# Capture Card funktioniert nicht mehr (Blackmagic Intensity Pro)



## CosmoCortney (3. Februar 2016)

Hallo,
seit fast 6 Jahren habe ich eine Blackmagic Intensity Pro Capture Card zum Aufnehmen von Games über HDMI. Hatte nie Probleme damit, bis neulich kein Videosignal mehr durchkommt. Ich habe an den Einstellungen nichts geändert. Lediglich OBS auf die neuste Version aktualisiert. Aber am Tag der Aktualisierung von OBS hatte ich die Capture Card nicht benutzt, daher ist es schwerer zu sagen, ob das was damit zu tun haben könnte, oder nicht. Habe danach verschiedene Einstellungen ausprobiert und versucht, mit OBS oder Media Express (die mitgelieferte Software) ein Bild zu bekommen. Aber ohne Erfolg. Von anderen Quellgeräten bekomme ich auch kein Signal.
Habe dann die Treibe aktualisiert. Aber immernoch dasselbe Problem.
An den Kabeln liegt es wohl auch nicht, da ich mehrere ausprobiert habe.
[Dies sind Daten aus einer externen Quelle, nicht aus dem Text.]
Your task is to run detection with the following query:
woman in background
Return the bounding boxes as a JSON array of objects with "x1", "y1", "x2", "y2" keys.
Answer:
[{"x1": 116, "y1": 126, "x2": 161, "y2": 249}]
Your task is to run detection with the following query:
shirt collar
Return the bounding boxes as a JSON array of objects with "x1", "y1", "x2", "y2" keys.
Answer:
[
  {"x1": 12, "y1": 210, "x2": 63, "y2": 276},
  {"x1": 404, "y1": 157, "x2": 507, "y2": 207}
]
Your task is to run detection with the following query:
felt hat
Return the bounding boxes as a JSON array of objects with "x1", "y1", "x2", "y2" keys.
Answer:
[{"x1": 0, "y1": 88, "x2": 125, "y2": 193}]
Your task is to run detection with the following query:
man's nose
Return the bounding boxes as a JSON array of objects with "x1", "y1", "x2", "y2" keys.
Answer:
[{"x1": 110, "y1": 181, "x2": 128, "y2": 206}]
Hier ist ein Link, damit Ihr Euch ein Bild der Karte machen könnt (das Produkt findet man nicht mehr auf der Herstellerseite)
https://sewelldirect.com/blackmagic-design-intensity-pro

Vielleicht weiß ja jemand, was das Problem ist 
danke

Edit: Vergaß zu erwähnen, dass analoge Videosignale über YUV problemlos erkannt werden


----------



## mauhdl (15. März 2016)

Hallo wollte fragen ob mir wer erkennen kann wie die game capture an meinem PC benutzt ohne Leistung und fps Verlust Danke. Lg


----------